Writing over a file is a good way to lose data, but if you are willing to dive into some command line programs, you may be able to recover some of it.
Your situation is actually not that uncommon.
These days, file formats are complex and the programs that read them are often unforgiving when there’s something wrong with the file.
When only portions of a file are recovered, some of the information that the application relies on to open and interpret the file is so badly damaged that the application can’t even recognize the file to open it.
Typically, that happens when the first few pieces of the file are missing. But it actually can happen if any piece of the file is missing, out of order, or just otherwise unrecoverable.
Recovering text from files
When faced with this in the past, I’ve typically used a very bizarre technique that basically tries to recover as much of the text in the document as it can.
Now, I want to be clear about what I’m talking about here. When I say “text,” that means the words that I’ve written and only the words I’ve written.
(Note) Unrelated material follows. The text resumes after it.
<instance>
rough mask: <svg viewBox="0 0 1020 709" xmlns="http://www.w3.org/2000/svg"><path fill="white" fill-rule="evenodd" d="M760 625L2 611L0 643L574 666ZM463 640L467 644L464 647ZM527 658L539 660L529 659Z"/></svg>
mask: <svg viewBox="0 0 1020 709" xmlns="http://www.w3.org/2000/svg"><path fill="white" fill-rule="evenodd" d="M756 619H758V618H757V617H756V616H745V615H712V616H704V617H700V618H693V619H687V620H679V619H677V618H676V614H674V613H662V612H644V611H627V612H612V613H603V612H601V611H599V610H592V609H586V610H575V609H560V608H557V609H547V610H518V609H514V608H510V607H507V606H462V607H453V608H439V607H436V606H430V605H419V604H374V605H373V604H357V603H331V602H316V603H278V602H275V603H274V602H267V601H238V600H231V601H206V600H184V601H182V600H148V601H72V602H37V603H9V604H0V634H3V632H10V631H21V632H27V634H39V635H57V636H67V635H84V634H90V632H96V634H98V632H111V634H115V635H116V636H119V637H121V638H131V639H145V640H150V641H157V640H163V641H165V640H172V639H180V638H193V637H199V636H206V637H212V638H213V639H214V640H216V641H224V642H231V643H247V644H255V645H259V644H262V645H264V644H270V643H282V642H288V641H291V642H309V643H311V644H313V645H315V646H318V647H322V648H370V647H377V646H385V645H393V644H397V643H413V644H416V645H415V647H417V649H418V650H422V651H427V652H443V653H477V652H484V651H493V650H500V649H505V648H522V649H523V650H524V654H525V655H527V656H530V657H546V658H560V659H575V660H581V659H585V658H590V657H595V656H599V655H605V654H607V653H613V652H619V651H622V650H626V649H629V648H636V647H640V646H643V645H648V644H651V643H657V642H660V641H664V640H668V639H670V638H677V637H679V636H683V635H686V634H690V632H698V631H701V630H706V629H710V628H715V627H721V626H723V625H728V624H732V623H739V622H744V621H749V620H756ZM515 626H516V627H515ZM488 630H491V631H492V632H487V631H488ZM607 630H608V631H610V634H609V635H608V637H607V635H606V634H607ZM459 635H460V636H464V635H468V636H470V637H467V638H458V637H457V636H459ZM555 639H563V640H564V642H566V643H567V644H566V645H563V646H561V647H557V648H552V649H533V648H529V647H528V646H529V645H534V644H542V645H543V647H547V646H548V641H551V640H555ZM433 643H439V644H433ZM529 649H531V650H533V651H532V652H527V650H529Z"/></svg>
Using this technique, you will end up losing any formatting or layout information as well as any images.
But I’m assuming this is primarily a text document, so you want to recover all of the words.
Download the utility called Strings. It’s a command-line tool available from the TechNet portion of the Microsoft website.
Very often, the words that you write in a document are stored as plain text. It’s like writing it all in Notepad where there is no formatting. Word processing programs, like Word Perfect, Microsoft Word, and others add formatting and layout information to the file format, so you can see that a paragraph in your document is centered, in all italics, or on the next page. Nonetheless, the words are still in plain text.
Strings looks through a file that you specify on the command line and simply displays everything that it recognizes as being a plain-text string.
You may have to run it twice:
- In ASCII mode to get simple characters that you obviously would recognize.
- In Unicode mode. Sometimes, programs will store characters in Unicode. This allows them to store millions of different kinds of characters from around the planet. Even if you’re only writing in English, you’ll want to make sure that you run a Unicode scan.
One scan will probably be better than the other and it should be fairly quick to recognize, based on the output of the tool when you run it each of the two times.1
Next, you’ll redirect the output of the Strings tools to a file. This is simple command line stuff. Look up “redirect” or “command line redirect” in Windows. For example:
strings -A example.doc >recovered_example.txt
That dumps all of the plain text Strings that it can find into a new file, recovered_example.txt, which you can edit using notepad or whatever.
You will see a lot of junk in these files. Some of it you can just delete. Hopefully, the majority of the text from the original document will be there.
I used Strings in the past. It’s been a while since I’ve done it, but Strings has helped me recover corrupt documents from time to time. It definitely beats having to retype everything from scratch.
Remember to backup
Now, I do have a recommendation that I’m sure everybody’s expecting me to say.
This wouldn’t have been a problem if the file had been backed up somewhere.
Even when you’re working on a document, it’s helpful to have a backup copy of it. Even if the backup is as recent as yesterday and you lose all of today’s work, you don’t lose everything.
So, use Strings to see if it will recover enough of your document and then start backing up that file in the future.